If this number really matters, maybe you can check the minimum occurrence of features in my processed Avazu dataset, which can be found in README, where the low-frequency categories have already been dropped.
If this number is verified to be 10, I will update this paper on arxiv. Thanks!
Im sorry i do not reply in time, and here are the code and output while i use your data interface:https://github.com/Atomu2014/Ads-RecSys-Datasets
import numpy as np
import pandas as pd
from datasets import Avazu
ava = Avazu()
ava.load_data('train')
ava.load_data('test')
df_avazu = pd.DataFrame(np.vstack([ava.X_train,ava.X_test]) , columns=ava.feat_names)
for field in ava.feat_names:
field_cnt = field+'_cnt'
gbdf = df_avazu.groupby(field).size().reset_index().rename(columns={0: field_cnt})
min_freq = gbdf.sort_values(field_cnt)[field_cnt].values[0]
print(f"{field}'s minimum feature frequence is {min_freq}")
and the outputs are as follow (ignoring the dataloading infomation):
C1's minimum feature frequence is 5787
banner_pos's minimum feature frequence is 2035
site_id's minimum feature frequence is 10
site_domain's minimum feature frequence is 10
site_category's minimum feature frequence is 10
app_id's minimum feature frequence is 10
app_domain's minimum feature frequence is 10
app_category's minimum feature frequence is 16
device_id's minimum feature frequence is 10
device_ip's minimum feature frequence is 10
device_model's minimum feature frequence is 10
device_type's minimum feature frequence is 31
device_conn_type's minimum feature frequence is 42890
C14's minimum feature frequence is 10
C15's minimum feature frequence is 1621
C16's minimum feature frequence is 1621
C17's minimum feature frequence is 12
C18's minimum feature frequence is 2719623
C19's minimum feature frequence is 10
C20's minimum feature frequence is 23
C21's minimum feature frequence is 497
mday's minimum feature frequence is 3225010
hour's minimum feature frequence is 818771
wday's minimum feature frequence is 3225010
Thanks a lot! I will fix it later!
' Product-based Neural Networks for User Response Prediction over Multi-field Categorical Data' (TOIS'17)

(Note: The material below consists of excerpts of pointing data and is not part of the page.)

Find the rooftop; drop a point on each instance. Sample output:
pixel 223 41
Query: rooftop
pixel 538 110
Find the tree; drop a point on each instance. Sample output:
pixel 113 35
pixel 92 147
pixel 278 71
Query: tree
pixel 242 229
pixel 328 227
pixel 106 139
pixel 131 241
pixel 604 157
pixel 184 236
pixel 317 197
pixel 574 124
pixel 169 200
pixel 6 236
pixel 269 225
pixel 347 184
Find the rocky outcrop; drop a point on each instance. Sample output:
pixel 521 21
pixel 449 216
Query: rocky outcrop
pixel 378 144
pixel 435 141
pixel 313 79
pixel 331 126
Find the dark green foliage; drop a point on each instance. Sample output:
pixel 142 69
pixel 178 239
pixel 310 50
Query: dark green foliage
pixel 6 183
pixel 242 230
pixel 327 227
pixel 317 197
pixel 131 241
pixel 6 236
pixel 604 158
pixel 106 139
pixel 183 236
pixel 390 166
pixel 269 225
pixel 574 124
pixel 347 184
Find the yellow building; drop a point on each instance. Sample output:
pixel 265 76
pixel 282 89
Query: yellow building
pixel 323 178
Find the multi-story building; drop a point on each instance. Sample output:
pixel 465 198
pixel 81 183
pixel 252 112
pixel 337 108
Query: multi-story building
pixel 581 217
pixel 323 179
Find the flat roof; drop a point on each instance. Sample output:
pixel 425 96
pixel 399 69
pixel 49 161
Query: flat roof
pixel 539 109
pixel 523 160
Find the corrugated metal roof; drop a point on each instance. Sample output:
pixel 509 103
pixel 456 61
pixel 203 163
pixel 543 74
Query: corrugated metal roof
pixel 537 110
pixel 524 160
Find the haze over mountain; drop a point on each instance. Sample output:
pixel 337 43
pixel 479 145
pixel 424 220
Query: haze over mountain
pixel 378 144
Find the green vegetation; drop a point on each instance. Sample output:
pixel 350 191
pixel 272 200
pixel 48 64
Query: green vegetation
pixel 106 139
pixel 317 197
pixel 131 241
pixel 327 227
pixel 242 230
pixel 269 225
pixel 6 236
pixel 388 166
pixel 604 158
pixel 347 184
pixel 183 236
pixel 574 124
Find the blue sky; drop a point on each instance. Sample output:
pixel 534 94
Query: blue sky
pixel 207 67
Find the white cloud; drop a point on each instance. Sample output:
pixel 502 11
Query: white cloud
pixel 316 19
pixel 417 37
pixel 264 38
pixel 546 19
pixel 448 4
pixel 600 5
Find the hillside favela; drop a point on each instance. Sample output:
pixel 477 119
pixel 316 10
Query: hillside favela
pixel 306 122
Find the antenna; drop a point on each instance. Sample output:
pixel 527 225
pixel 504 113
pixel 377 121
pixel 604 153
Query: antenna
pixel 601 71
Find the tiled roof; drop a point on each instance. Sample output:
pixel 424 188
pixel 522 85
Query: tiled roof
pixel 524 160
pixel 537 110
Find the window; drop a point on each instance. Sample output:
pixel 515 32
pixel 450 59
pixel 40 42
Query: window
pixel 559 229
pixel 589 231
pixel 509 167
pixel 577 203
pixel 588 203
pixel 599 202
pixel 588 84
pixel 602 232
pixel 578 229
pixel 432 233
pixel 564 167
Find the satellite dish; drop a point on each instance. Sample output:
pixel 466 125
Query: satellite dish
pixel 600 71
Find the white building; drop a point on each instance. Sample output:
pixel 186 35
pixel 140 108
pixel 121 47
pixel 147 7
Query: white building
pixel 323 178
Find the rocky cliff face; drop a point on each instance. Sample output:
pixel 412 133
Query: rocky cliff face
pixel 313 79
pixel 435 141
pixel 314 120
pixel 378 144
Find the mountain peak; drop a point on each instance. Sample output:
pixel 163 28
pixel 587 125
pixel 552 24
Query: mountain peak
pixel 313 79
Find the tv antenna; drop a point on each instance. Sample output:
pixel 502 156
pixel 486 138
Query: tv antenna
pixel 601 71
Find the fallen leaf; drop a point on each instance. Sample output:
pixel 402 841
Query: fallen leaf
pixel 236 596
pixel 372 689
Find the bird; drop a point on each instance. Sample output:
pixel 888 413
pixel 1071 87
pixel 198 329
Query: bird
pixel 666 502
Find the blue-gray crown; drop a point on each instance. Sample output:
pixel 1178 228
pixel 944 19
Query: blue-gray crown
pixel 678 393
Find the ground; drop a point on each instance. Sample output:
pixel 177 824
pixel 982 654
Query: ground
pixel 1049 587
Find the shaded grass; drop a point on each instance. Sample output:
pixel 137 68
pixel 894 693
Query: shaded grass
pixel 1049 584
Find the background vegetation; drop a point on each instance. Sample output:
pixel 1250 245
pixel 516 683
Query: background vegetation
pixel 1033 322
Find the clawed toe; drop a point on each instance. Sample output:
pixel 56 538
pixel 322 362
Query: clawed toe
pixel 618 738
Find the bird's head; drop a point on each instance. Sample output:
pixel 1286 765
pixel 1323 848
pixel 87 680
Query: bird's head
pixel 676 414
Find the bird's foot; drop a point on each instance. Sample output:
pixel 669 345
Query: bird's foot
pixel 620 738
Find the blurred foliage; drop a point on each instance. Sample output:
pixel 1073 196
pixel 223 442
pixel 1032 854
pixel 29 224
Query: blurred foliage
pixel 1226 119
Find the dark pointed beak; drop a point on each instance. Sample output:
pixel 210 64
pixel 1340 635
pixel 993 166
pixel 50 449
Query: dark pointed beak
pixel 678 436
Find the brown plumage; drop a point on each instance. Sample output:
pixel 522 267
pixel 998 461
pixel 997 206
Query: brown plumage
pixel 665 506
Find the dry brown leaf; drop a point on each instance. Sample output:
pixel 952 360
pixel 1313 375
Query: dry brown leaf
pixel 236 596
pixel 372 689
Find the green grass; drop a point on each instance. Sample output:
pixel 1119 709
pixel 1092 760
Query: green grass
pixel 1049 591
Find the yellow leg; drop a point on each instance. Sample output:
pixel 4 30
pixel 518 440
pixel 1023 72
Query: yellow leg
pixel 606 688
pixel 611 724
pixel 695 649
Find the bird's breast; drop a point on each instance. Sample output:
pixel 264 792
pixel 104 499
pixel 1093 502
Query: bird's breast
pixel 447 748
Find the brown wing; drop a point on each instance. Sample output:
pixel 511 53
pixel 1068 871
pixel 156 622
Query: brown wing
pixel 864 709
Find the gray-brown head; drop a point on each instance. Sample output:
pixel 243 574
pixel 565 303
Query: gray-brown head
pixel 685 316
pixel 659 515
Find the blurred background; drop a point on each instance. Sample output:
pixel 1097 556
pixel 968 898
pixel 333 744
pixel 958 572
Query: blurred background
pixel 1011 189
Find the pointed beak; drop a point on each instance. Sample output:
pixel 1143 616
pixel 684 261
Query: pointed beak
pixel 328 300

In section 5.1.1Datasets of this paper, there says "We randomly split the public dataset into training and test sets at 4:1, and remove categories appearing less than 20 times to reduce dimensionality.", but when i preprocessing the raw avazu dataset by my self, i found that if #categories=6*10^5 in avazu dataset, the threshold need to be 10 , not 20. when i use a threshold 20, #categories< 4*10^5
Is it an incorrect threshold number in section 5.1.1 ?